Philipp F. war Sportschütze, hatte eine Waffenbesitzkarte und war erst kürzlich von der Waffenbehörde aufgesucht worden. Die Behörde hatte im Januar einen anonymen Hinweis auf eine mögliche psychische Erkrankung von Philipp F. erhalten. Dieser wurde Anfang Februar von zwei Beamten der Waffenbehörde unangekündigt aufgesucht.

Damals habe es keine relevanten Beanstandungen gegeben, die rechtlichen Möglichkeiten seien ausgeschöpft gewesen, sagte Meyer. Die gesamten Umstände hätten auch keinerlei Anhaltspunkte für die Beamten ergeben, «die auf eine psychische Erkrankung hätten hindeuten können».

Über das genaue Motiv von Philipp F. wird weiter gerätselt. Der anonyme Hinweisgeber habe die Waffenbehörde auf dessen «besondere Wut auf religiöse Anhänger, besonders gegenüber den Zeugen Jehovas» aufmerksam gemacht, wie Meyer am Freitag mitteilte.

Im Internet gab Philipp F. einiges über sich und seine Gedankenwelt preis. Die Webseite des Täters zeigt etwa, dass er sich intensiv mit Gott und Jesus Christus auseinandersetzte und krude Thesen verbreitete.

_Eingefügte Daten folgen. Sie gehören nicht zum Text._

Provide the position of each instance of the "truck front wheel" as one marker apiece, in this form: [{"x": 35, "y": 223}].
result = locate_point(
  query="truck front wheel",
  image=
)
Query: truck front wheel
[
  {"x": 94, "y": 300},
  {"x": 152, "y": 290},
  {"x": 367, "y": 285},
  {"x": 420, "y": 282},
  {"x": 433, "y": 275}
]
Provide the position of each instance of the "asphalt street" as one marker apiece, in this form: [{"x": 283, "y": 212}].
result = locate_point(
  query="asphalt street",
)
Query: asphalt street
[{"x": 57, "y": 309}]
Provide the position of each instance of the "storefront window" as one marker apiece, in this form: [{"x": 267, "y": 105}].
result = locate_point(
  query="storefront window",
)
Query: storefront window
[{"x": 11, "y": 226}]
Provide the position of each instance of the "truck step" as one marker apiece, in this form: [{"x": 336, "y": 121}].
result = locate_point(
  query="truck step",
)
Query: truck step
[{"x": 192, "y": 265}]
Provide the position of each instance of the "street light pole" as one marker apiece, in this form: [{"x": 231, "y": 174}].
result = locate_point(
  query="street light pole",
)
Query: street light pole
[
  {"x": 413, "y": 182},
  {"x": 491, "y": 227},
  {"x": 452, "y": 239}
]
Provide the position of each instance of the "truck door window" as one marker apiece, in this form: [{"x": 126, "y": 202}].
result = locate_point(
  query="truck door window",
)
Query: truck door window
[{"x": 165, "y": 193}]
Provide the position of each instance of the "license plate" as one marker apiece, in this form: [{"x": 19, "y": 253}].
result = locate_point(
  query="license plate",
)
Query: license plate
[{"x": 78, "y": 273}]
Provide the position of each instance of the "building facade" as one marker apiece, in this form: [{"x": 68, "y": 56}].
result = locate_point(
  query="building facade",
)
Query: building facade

Die furchtbare Tat in Hamburg zeige, wie notwendig Änderungen im Waffengesetz seien, sagte Faeser in der ARD und forderte «vor allen Dingen eine bessere Vernetzung zwischen den Behörden». Das sei zum Beispiel bei einem Wohnortwechsel wichtig. Der Amoktäter stammt aus Memmingen in Bayern. Seit 2015 war er in Hamburg gemeldet.